Some might ask the question whether expanding our idea of beauty or disregarding beauty as a “precondition for respect” altogether is more productive. I would argue that both are powerful ways of resisting toxic standards and uplifting women, especially women of color.

Beyonce’s “Brown Skin Girl,” for example, simultaneously embraces Black women, particularly dark-skinned Black women, in its conception of feminine beauty while rejecting colonial beauty standards. In romanticizing dark skin, Beyonce’s love song to brown-skinned girls invites women historically considered not beautiful into the power of taking pride in one’s beauty and desirability, something that’s always been offered to white women. Since its release last year, and the premiere of the song’s music video in Disney’s “Black Is King,” “Brown Skin Girl” has been an emotionally stirring tribute to Black beauty.

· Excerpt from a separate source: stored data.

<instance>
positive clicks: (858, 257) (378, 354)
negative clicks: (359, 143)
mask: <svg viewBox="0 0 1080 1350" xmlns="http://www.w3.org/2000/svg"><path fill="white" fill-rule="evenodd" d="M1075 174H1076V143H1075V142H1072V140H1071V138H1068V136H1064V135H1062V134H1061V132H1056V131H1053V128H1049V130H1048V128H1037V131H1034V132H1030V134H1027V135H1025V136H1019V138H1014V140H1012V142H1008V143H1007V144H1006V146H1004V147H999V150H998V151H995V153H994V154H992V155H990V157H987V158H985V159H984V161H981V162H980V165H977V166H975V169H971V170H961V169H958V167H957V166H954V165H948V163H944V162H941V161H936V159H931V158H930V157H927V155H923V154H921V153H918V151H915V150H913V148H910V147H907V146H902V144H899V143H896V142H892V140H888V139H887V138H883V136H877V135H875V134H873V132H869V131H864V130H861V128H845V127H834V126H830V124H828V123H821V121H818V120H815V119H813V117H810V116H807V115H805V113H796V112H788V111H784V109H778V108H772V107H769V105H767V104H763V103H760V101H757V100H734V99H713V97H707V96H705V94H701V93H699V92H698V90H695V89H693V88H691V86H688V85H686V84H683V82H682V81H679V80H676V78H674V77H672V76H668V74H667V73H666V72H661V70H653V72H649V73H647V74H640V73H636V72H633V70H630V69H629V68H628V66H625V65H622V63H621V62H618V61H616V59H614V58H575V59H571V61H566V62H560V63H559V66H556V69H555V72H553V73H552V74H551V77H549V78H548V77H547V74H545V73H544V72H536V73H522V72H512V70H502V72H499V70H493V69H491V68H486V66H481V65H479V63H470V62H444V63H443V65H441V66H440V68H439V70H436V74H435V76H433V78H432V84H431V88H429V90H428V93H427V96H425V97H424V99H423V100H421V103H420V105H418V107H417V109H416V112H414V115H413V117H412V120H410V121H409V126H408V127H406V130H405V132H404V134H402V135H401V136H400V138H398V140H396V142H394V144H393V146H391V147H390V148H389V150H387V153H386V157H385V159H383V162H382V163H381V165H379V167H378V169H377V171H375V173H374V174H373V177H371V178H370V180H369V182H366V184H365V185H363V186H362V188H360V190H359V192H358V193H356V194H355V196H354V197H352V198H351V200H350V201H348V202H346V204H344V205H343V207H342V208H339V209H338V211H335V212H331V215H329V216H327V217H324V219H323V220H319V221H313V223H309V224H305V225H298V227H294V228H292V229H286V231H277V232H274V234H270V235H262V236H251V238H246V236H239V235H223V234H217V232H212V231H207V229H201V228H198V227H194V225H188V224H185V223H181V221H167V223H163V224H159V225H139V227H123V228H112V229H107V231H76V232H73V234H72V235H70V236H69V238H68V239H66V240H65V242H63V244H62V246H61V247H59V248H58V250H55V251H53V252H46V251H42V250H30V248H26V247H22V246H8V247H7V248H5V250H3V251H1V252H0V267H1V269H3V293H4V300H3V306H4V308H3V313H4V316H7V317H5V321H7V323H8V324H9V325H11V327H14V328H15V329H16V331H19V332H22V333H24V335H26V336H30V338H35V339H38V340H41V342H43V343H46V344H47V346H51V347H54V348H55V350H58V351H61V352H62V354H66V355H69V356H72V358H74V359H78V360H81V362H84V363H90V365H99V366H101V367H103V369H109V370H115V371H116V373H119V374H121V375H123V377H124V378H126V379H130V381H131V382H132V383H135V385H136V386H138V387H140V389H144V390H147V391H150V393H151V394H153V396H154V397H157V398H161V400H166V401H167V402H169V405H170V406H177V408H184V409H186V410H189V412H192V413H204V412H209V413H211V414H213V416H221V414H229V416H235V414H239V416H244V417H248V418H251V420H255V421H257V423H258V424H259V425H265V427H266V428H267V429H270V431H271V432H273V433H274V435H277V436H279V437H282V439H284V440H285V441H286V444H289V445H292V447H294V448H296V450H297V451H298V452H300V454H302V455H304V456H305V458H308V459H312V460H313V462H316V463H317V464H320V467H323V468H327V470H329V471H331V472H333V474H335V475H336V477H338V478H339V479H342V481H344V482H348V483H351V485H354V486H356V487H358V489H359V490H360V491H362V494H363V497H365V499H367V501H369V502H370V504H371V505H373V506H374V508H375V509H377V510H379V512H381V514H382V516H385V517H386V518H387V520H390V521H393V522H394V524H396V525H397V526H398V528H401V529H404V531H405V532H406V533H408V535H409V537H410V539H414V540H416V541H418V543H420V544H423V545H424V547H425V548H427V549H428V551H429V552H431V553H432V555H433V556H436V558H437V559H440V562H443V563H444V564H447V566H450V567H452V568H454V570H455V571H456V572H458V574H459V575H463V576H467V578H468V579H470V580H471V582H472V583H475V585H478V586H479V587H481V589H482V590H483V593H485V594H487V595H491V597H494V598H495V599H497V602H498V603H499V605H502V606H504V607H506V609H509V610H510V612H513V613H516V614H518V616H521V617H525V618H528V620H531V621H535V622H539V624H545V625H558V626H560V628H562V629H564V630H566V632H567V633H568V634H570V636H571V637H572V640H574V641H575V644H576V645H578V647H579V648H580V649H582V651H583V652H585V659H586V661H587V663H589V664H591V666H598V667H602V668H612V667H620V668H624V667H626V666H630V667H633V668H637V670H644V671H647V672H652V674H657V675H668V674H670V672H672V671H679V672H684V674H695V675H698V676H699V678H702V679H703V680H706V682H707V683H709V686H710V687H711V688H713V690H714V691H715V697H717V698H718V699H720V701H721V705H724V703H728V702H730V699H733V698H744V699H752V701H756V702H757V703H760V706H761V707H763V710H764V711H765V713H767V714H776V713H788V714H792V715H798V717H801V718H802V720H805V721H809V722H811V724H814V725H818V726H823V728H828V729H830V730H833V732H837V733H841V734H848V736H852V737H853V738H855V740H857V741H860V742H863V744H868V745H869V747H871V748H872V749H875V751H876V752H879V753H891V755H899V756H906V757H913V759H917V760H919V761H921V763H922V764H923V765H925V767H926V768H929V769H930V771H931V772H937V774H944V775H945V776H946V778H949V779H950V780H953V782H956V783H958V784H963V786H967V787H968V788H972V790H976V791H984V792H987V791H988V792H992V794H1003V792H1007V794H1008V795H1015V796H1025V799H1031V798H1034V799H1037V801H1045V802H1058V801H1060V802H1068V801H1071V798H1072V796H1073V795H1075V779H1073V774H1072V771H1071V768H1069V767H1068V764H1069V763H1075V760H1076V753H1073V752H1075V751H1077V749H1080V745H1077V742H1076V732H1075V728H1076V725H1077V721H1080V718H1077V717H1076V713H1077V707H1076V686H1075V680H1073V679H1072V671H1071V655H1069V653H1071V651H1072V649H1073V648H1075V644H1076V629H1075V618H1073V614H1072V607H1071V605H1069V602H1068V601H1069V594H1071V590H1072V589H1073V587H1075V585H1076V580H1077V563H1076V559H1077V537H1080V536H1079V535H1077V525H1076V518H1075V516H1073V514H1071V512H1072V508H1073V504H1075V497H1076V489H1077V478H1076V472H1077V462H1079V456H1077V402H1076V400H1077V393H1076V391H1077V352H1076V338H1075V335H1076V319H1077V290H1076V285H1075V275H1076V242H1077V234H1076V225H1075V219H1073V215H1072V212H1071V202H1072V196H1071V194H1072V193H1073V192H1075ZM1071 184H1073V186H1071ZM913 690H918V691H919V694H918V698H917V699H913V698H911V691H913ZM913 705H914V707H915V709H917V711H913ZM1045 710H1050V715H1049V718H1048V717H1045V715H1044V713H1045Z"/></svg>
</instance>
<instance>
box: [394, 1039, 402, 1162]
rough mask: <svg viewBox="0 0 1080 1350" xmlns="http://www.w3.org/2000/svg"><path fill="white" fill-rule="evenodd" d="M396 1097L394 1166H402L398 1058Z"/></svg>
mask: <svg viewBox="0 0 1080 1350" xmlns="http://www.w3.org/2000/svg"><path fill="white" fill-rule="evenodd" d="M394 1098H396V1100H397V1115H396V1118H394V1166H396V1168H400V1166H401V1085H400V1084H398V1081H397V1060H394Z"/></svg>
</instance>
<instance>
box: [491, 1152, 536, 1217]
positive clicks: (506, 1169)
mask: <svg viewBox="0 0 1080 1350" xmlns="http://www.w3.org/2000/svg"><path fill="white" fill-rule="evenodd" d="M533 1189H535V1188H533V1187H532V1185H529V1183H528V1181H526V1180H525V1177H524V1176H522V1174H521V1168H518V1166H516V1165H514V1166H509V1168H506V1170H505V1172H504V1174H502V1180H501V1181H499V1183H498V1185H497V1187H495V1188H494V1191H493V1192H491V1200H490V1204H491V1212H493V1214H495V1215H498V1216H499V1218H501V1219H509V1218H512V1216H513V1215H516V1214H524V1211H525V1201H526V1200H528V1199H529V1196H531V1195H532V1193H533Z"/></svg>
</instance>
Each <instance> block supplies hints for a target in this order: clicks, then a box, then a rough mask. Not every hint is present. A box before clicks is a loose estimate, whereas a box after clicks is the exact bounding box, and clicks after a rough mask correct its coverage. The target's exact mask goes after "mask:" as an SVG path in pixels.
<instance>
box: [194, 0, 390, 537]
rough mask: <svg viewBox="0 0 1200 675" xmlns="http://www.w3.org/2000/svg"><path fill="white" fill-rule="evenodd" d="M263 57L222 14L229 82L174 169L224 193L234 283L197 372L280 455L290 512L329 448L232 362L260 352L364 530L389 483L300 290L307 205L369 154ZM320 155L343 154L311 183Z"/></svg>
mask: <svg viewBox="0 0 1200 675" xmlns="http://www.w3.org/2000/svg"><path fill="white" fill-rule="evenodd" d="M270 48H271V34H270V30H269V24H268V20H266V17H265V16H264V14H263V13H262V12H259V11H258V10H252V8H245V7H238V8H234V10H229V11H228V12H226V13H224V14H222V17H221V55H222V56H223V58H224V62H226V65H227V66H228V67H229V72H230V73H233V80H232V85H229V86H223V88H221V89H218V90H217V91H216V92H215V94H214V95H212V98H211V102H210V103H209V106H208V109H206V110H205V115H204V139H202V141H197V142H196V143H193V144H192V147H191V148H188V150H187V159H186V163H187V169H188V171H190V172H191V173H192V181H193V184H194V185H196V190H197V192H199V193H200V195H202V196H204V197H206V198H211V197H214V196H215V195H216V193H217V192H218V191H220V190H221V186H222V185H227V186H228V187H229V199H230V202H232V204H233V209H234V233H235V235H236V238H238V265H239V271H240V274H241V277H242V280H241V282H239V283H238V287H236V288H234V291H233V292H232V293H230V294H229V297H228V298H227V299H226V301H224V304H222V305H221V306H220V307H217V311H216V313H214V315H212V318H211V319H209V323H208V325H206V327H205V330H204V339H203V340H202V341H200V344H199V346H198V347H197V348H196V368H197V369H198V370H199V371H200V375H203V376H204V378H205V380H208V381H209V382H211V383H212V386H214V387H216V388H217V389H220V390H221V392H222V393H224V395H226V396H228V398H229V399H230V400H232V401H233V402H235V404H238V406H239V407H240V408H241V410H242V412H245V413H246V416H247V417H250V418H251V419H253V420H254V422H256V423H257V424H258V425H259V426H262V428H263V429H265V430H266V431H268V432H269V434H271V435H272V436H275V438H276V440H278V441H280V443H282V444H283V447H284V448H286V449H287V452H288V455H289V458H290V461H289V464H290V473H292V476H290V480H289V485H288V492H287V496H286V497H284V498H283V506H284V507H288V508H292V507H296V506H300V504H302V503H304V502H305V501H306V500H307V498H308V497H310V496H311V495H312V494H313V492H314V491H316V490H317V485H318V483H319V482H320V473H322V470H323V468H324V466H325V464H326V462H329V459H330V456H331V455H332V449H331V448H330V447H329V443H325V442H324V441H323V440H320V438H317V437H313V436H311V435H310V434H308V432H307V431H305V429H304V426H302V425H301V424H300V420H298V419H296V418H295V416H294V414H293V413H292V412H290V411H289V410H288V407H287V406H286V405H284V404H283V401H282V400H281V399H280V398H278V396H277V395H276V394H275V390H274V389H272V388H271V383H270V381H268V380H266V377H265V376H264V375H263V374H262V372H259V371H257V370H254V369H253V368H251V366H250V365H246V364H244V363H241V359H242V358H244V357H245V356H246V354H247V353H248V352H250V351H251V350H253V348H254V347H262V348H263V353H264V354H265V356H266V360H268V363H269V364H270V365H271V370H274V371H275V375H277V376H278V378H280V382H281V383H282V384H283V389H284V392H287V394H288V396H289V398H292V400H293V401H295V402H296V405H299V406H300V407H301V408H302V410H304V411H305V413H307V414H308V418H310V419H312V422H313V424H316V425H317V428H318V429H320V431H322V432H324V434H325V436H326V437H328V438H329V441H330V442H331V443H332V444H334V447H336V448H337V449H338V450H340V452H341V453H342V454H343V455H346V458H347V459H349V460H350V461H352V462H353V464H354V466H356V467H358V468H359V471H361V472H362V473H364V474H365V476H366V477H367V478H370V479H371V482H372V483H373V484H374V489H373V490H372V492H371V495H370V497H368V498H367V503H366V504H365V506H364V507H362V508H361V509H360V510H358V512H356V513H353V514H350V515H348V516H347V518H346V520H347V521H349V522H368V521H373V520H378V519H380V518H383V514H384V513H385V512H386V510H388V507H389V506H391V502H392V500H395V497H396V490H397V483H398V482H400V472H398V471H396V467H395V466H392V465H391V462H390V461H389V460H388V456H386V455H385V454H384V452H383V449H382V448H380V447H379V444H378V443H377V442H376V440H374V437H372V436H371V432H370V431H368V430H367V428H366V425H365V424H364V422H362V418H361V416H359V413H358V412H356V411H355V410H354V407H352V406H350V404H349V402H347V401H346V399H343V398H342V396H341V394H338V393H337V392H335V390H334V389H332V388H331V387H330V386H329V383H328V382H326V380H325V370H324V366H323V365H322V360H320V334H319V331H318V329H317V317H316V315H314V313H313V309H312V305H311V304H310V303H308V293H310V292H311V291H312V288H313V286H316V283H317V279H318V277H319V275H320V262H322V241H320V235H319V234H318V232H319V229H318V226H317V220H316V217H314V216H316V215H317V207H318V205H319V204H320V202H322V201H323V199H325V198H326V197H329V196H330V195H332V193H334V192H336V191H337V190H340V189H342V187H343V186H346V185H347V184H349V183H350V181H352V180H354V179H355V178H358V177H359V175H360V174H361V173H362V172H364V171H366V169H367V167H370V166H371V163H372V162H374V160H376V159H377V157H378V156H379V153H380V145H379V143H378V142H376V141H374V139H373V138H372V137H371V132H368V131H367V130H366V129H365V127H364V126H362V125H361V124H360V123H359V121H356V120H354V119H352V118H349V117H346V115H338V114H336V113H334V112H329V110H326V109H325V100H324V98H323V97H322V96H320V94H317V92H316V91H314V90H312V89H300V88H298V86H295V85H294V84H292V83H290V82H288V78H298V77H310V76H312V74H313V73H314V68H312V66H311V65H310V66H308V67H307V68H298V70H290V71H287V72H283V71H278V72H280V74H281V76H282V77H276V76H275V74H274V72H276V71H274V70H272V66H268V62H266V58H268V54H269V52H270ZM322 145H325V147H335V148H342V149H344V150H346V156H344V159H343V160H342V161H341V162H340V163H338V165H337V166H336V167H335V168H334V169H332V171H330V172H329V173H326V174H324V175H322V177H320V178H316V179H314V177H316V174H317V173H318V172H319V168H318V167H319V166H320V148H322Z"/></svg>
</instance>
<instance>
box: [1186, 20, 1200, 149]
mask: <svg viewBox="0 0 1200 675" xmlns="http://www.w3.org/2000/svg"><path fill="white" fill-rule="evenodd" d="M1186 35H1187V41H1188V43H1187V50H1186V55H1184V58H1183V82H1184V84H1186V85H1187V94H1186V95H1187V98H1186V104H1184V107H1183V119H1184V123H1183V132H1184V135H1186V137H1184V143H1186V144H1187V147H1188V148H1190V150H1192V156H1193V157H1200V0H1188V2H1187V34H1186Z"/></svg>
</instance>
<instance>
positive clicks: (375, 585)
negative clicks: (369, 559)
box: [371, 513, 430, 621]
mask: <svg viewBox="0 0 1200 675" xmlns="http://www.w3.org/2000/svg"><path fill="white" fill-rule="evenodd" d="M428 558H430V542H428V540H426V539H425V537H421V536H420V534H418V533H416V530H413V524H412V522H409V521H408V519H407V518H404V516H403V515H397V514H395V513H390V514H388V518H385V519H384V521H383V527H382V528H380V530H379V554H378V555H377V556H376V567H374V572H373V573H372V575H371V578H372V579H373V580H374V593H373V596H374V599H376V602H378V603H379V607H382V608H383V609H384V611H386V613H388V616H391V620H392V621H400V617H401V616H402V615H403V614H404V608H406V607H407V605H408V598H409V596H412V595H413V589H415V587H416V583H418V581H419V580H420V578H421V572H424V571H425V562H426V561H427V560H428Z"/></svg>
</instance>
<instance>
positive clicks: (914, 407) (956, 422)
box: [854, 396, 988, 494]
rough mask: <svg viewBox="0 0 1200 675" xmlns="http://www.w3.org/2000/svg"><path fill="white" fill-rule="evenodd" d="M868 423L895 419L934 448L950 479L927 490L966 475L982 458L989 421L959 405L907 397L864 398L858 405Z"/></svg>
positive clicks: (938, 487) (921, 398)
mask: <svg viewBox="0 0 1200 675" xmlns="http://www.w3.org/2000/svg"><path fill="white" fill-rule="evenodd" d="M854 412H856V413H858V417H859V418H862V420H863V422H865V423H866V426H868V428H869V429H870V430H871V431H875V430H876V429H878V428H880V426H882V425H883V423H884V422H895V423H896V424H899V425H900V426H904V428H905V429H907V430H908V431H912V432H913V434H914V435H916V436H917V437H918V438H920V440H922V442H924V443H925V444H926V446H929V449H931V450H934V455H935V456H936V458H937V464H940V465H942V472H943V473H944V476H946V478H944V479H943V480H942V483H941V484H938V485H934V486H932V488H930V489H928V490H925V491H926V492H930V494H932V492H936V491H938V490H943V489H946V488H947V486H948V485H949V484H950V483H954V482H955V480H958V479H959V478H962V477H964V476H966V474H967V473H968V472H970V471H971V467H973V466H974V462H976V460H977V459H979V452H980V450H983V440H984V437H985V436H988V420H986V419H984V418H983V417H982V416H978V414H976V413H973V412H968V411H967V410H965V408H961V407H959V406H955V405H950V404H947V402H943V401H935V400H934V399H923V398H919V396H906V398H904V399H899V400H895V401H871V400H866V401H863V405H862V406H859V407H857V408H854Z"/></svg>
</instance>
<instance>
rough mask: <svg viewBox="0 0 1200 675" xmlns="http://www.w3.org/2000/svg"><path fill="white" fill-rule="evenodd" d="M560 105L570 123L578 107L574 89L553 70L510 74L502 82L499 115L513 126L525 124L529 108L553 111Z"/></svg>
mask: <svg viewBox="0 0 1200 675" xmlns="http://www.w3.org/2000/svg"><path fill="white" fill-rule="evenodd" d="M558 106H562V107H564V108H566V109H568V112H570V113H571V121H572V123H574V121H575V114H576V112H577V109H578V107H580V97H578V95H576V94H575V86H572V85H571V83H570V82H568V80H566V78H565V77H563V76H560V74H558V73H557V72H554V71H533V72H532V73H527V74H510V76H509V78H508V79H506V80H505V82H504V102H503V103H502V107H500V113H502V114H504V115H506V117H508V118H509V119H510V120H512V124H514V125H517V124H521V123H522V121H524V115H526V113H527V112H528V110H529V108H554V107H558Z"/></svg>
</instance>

In an essay published in The New York Times, Megan Nolan reflects on a time in her life when she asked herself “What if I tried accepting that I will never be beautiful, and that I do not need to be?” She argues that body positive movements have gone further than stating that every kind of body can be beautiful, to insisting that every person is beautiful. The idea that beauty is necessary or especially significant is in itself harmful. What would it mean to be happy and believe that you are not beautiful?

Pretty privilege reinforces social inequalities by privileging white, thin, able-bodied individuals. Interrogating and deconstructing biases against those that don’t conform with Western beauty standards can help create a more equal society. It will take de-centering whiteness, and maybe even dismissing facial beauty as meaningful in the first place.